The plan Maggie and Durgin had devised was for her to check in to the Castle Hotel, where the Beast, incensed by her appearance at the press conference, would make his move. Durgin and his officers would be outside in an unmarked car, watching the front entrance. There would be another unmarked police car at the back. A plainclothes officer would be in the hotel’s lobby, pretending to wait for one of the guests. If Maggie were to be in any danger, she would take off the blackout curtains in her room, to let the light spill out into the darkness. Then they’d know she’d been approached.
“I’ll have May escort you to your room.” The doctor was all concern.
“You don’t have to do this,” Durgin said, taking her hand. “We can call this off, here and now.”
Maggie wanted nothing more than to run from the building, run away from London, from the war, from everything. But instead she took a shaky breath. “No, I’m staying.”
As Durgin glared, Dr. Frank dialed zero on the telephone. “Yes, Miss Hope is ready to be shown her room, darling.”
 
; When May entered, she asked, “Anything else, Daddy?”
“No, my sister. This is Miss Margaret Hope, the woman I spoke with you about—”
“Yes, we met when she signed the book—”
“—and DCI Durgin. After you take Miss Hope to her room, I want you to exit the hotel, as we discussed. The police officers will take care of you.”
“Daddy—” May protested.
“Your father’s right,” Durgin said. “It’s for your own safety, Miss Frank.”
May smiled. “Of course. Whatever you say.”
“May!” came a deep, resonant voice, the sort movie stars used. It belonged to a young man opening the door; however, the voice didn’t match his looks. The man was short and slight, boyish-looking, despite his smart double-breasted, pin-striped suit and camel-hair coat. His eyes were a striking hazel. Skin tags dotted his face, and his upper front teeth overlapped, one with a significant chip.
“DCI Durgin and Miss Hope, this is Nicholas Reitter,” May told them. She’d blushed hotly as the young man entered.
“You’re May’s fiancé,” Maggie stated.
Nicholas smiled. “Why yes. She mentioned that, did she?”
“She’s wearing an engagement ring and your photograph is on her desk.”

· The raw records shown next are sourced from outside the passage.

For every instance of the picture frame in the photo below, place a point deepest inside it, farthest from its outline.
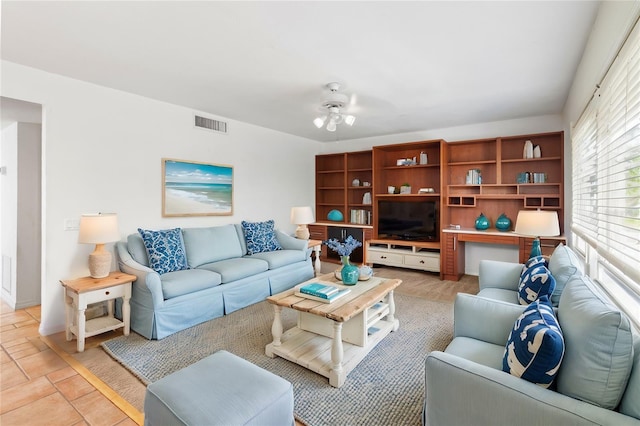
(191, 188)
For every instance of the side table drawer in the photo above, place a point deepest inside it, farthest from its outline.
(422, 261)
(101, 295)
(380, 257)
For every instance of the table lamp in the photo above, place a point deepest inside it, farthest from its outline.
(537, 223)
(302, 216)
(99, 229)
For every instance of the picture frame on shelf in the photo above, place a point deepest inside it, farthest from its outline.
(191, 188)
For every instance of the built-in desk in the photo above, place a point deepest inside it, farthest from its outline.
(452, 247)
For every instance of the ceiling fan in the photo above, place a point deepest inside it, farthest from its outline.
(331, 107)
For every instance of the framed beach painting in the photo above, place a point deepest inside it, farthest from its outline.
(191, 188)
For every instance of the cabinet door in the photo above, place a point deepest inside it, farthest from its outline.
(341, 233)
(452, 257)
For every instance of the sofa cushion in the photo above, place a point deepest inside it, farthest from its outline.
(206, 245)
(260, 236)
(599, 341)
(535, 283)
(475, 350)
(535, 347)
(236, 268)
(165, 249)
(279, 258)
(177, 283)
(563, 264)
(137, 250)
(501, 294)
(630, 401)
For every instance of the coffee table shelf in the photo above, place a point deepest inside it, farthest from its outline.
(332, 339)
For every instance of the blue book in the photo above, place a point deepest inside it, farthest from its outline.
(329, 299)
(319, 290)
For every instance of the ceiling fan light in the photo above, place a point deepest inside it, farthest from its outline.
(319, 121)
(349, 119)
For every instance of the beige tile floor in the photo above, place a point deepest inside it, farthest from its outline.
(42, 385)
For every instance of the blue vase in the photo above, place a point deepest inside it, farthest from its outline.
(335, 216)
(350, 273)
(503, 223)
(482, 222)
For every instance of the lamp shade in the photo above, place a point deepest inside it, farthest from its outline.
(302, 215)
(98, 228)
(537, 223)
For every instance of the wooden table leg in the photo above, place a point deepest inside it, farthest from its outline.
(68, 310)
(317, 264)
(276, 331)
(392, 310)
(337, 376)
(126, 314)
(80, 324)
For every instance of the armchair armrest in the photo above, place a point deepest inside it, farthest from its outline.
(497, 274)
(147, 281)
(462, 392)
(484, 319)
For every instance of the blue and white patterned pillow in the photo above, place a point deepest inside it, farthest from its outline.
(537, 260)
(165, 250)
(535, 282)
(535, 347)
(260, 236)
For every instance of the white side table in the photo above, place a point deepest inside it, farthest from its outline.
(83, 291)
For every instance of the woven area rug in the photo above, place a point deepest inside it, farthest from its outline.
(386, 388)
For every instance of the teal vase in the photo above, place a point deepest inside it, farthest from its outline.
(350, 273)
(503, 223)
(482, 222)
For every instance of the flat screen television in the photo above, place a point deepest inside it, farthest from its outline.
(408, 220)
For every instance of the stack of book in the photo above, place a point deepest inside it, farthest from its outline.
(321, 292)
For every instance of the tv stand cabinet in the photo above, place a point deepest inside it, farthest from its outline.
(424, 256)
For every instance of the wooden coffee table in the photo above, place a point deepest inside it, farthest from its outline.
(332, 338)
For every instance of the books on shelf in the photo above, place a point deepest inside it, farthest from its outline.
(360, 217)
(326, 293)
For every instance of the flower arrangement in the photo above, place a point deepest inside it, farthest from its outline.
(343, 248)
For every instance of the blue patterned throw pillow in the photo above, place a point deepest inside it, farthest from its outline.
(537, 260)
(260, 236)
(536, 346)
(535, 282)
(165, 250)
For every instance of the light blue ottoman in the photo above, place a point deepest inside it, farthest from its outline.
(221, 389)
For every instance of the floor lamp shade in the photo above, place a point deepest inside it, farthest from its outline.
(537, 223)
(302, 216)
(99, 229)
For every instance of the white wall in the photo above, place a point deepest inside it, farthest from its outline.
(102, 151)
(9, 202)
(28, 259)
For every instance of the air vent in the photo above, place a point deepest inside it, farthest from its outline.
(211, 124)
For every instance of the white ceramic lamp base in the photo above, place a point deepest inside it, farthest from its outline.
(302, 232)
(99, 262)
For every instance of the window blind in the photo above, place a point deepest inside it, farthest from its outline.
(606, 164)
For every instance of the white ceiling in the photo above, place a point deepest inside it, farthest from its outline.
(411, 65)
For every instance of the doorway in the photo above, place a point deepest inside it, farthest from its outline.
(21, 202)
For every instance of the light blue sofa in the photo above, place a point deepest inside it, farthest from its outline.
(221, 278)
(598, 382)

He looked at her strangely. “You look familiar, Miss Hope. Have we met before?”
Maggie felt a prickle of recognition, but couldn’t quite place him. “I don’t think so.”
May fluttered her eyelashes. “Nicholas couldn’t serve because of a congenital heart defect,” she explained, “but he’s off to the Middle East soon—surveying and mapmaking and all sorts of things I don’t really understand.” She twisted at her ring. “We’ll be married during his first leave.”
Durgin looked to Maggie. “Are you ready?”
“As I’ll ever be.”
May touched the redhead’s shoulder. “Come, let me show you to your room.”
—
Faux-gas lamps at haphazard intervals along the corridor left long shadows as Maggie and May walked past.